Placental Abruption in Late Term Pregnancy – Pregnancy Drugs

If you are pregnant, there is no doubt you are familiar, to some extent, with the risks and complications that may be present should you experience vaginal bleeding while pregnant, especially in the later part of your pregnancy. For many women, vaginal bleeding during pregnancy can represent a variety of complications but, for those women who experience vaginal bleeding in the late stage of pregnancy, there is fantastic cause for anxiety as, often, this is attributed to a complication of the placenta, specifically placental abruption.

Placental abruption is a common concern among women who experience bleeding behind in pregnancy especially for women who are close to pregnancy term. When bleeding is evident, it is vital to seek the advice of a healthcare professional to determine not only the cause and origin of your pregnancy complication but also to monitor and manage the amount of blood lost. Without proper medical intervention, a pregnant woman’s health can be compromised, resulting in extremely low blood pressure, known as hypotension, and irregular heart beat.
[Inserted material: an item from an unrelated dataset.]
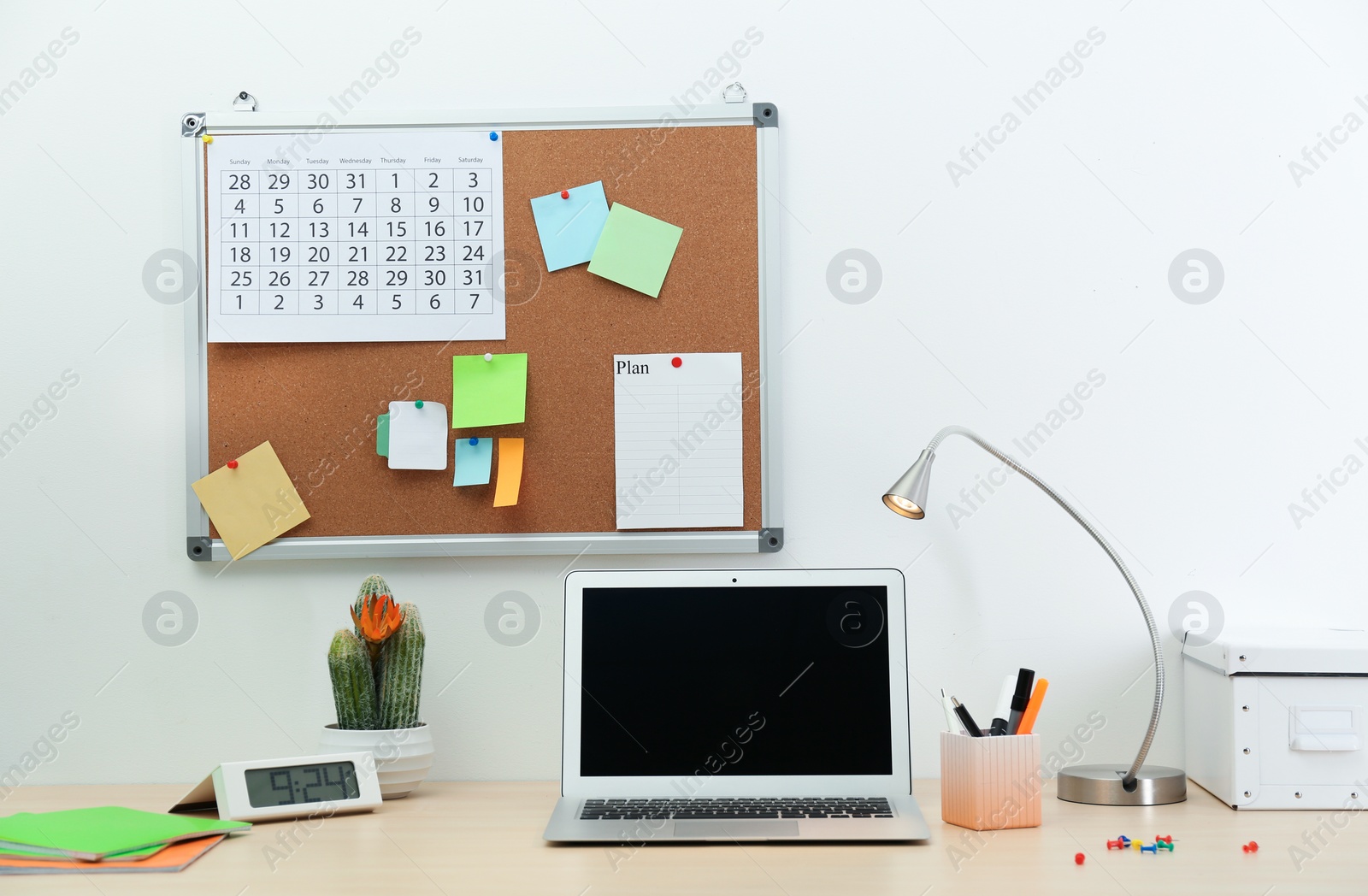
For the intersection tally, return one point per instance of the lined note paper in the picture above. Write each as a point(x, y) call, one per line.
point(677, 421)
In the case of placental abruption, delivery can occur at any time beginning from the 36 week of gestation, placing the newborn at risk for premature delivery.

So, what could be the causes of vaginal bleeding and placental abruption? For some women the cause of vaginal bleeding and placental abruption may be attributed to lifestyle choices including tobacco use or use of illegal recreational drugs such as cocaine. For women who experienced a placental abruption in a prior pregnancy, there is a greater risk for abruption in subsequent deliveries.
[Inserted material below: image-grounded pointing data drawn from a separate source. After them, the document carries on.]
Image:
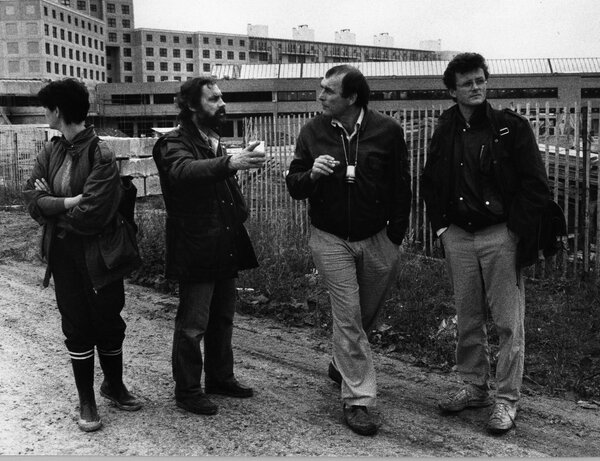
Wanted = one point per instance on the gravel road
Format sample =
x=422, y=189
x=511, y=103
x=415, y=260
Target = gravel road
x=296, y=410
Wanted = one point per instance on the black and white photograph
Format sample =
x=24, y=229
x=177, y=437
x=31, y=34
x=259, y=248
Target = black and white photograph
x=277, y=228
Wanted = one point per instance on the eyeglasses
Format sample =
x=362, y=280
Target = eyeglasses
x=472, y=84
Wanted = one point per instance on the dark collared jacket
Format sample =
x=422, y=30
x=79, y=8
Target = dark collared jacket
x=381, y=194
x=100, y=185
x=205, y=236
x=517, y=168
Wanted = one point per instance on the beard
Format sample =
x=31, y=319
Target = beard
x=213, y=121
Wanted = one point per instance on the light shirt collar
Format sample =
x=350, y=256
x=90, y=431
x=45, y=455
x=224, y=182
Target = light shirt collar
x=210, y=137
x=335, y=122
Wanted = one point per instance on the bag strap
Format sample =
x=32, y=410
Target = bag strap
x=92, y=150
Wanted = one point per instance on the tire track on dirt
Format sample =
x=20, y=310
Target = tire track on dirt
x=296, y=410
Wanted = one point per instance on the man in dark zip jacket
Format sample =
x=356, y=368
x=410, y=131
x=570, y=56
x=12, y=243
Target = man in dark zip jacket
x=206, y=243
x=351, y=164
x=485, y=187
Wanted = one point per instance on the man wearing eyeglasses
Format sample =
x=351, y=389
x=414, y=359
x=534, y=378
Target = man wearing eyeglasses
x=485, y=187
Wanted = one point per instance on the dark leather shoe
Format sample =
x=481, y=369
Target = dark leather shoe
x=121, y=397
x=334, y=374
x=357, y=417
x=201, y=405
x=230, y=388
x=89, y=420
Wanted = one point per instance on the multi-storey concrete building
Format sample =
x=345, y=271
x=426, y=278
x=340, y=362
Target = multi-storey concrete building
x=96, y=41
x=52, y=39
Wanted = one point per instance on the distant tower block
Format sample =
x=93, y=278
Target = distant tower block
x=302, y=32
x=383, y=39
x=345, y=36
x=431, y=45
x=257, y=30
The signs of complications associated with placental abruption usually start as vaginal bleeding in the third trimester with many women reporting a significant amount of blood loss after sexual intercourse or when blood pressure increases. With blood loss of this nature occurring after 36 weeks gestation, it is principal to seek out the immediate attention of your healthcare professional.

In terms of immediate management of placental abruption, women who experience bleeding in the third trimester will usually present to the healthcare facility with complications also associated with fetal distress. As a result, your obstetrician’s goal will be to resolve any blood pressure complications you may be experiencing and then to stabilize the distress of the fetus. Because the greatest risk for a woman with placental abruption involves the premature delivery of an infant or, in rare cases, death of an infant, your obstetrician may want to perform an emergency c-section even when prematurity is a worry.
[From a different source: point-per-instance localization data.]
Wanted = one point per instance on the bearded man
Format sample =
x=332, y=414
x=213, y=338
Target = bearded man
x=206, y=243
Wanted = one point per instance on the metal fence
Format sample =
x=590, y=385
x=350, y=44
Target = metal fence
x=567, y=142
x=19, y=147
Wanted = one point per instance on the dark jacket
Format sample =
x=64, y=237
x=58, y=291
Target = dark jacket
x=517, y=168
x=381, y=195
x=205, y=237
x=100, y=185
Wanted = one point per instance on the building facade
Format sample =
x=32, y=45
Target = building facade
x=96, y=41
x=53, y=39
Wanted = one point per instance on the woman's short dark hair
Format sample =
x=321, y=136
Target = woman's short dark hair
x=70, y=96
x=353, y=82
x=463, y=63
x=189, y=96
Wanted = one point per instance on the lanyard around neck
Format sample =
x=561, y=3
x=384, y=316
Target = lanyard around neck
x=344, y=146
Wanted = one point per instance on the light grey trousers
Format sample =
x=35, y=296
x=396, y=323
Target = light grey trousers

As with any pregnancy complication, it is vital to obtain early diagnosis and treatment from your obstetrician. In situations where third trimester vaginal bleeding is present, your obstetrician will need to be consulted immediately as this may be an indication of a more severe pregnancy complication, including placental abruption. When confirmed as placental abruption, it may be indispensable to manage the complication with rest, medications and possible c-section delivery of the premature infant.